Aldenderfer and his team made their first trek to the Mustang caves located about 13,800 feet above sea level in 2008, where they discovered Buddhist cave art, possible meditation chambers for monks, and skeletons dating back to 200 to 700 AD. The team determined that the caves were likely accessed in ancient times via rock outcrops and some kind of ladders. Erosion, including the splitting off of a large section of vertical cliff face, made it necessary for the team’s climbers to access the caves by rappelling down from the top of the mountain. Eng was part of the team’s 2010 and 2011 expeditions, hiking about two-and-a-half weeks each time to reach the caves.

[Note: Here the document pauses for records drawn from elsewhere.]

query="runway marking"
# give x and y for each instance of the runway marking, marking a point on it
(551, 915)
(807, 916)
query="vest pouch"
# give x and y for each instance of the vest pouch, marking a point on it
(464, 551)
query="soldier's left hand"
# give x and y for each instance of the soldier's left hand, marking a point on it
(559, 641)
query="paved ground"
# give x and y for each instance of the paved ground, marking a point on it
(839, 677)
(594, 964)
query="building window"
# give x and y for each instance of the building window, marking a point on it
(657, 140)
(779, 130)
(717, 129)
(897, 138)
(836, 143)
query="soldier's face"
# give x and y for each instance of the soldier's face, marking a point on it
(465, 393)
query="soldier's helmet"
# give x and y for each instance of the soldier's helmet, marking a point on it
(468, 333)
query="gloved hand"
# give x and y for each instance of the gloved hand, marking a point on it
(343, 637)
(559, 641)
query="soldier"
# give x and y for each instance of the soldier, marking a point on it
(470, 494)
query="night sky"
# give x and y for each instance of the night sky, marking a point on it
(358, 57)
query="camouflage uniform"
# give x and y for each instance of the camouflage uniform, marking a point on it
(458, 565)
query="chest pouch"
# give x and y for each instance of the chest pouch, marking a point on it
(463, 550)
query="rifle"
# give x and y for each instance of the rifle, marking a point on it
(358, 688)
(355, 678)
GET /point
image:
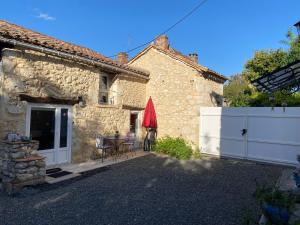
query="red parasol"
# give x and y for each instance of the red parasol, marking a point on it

Dr. Jacqueline Eng's research base camp“As soon as we reached the site, we saw human bones below the caves that had fallen from the eroded cliff face,” she said. “By the time we had been there a week I had identified a minimum of 27 individuals. We set up a large tent and I used tape to make sections to sort the bones by the cave they came from. All ages of humans were represented, so the shaft tombs may have served as a place for a communal burial. As I was cleaning the bones, I noticed that they seemed to have cut marks on them. These cuts seem to be in similar areas—localized in certain regions of the bones— so it looks like they might have been de-fleshed. That’s a whole new mortuary tradition that we had not seen before in that region. We found animal bones, too, that had obviously been used in some mortuary context.”

The team compared their findings in Katmandu with bones and remains that were found earlier in the southern Mustang region by a Nepali-German team. Eng said some had gone through natural desiccation (drying) or were mummified—evidence that even in this tiny pocket of Nepal there had been several mortuary traditions. She returned to the Mustang site and a site with shaft tombs located near the village of Samdzong in May 2011. The team collected the bones of seven more individuals, for a total of 34. She said nearly 67 percent of all the bones had been de-fleshed, most likely with a metal knife, which the team believes is evidence that these people observed a funerary tradition that is similar to one known as a Tibetan “sky burial,” a practice which did not enter into the region until centuries later. In that tradition, the deceased’s body is cut up and left on a mountaintop, exposing the remains to the elements and predatory animals and birds.

“In Tomb 5 in Samdzong, we found evidence of an elaborate mortuary treatment, including the remnants of a box that had a picture of a man riding a horse on it depicted in red and white,” she said. “Under a boulder, remains of an adult male and a child about 10 years old were discovered. From our viewpoint, we could tell that the adult received an elaborate treatment, including a mask made from gold leaf that might have been placed like a shroud. Lots of beads from different areas such as Pakistan, India, and Iran, and iron daggers were also collected. These discoveries, and ones made earlier, are evidence that this region was the nexus of a lot of trade, because elements of many cultures were collected.”

All the bones collected from the shaft tombs were taken to Samdzong, where Aldenderfer’s team met with representatives of the village, who will decide what to do with the remains, including possibly creating a museum for local history. “Being a bioarcheologist is not just looking at the bones,” Eng said. “You can learn some history from the bones, but there is also the process of talking with the people I meet on a daily basis about their cultural history and experiencing all the different landscapes.”

Though conditions were grueling—hiking at high elevations and working with limited light in the cold—Eng said she greatly enjoyed the expeditions beyond the discoveries because it provided an opportunity to meet people from a variety of backgrounds. Aldenderfer’s team included Pete Athans, who has scaled Mt. Everest seven times, his wife, who served as the videographer, Mohan Singh Lama of the Nepal Department of Archeology, climbers, photographers, many local Sherpas and lots of mules and horses. She will return to Nepal in May-June 2013 to conduct research in some specific caves identified by Aldenderfer’s team.

“It‛s the inherent mystery,” she says. “I like revealing the story of how these people lived, what they encountered, what they survived and adapted to.”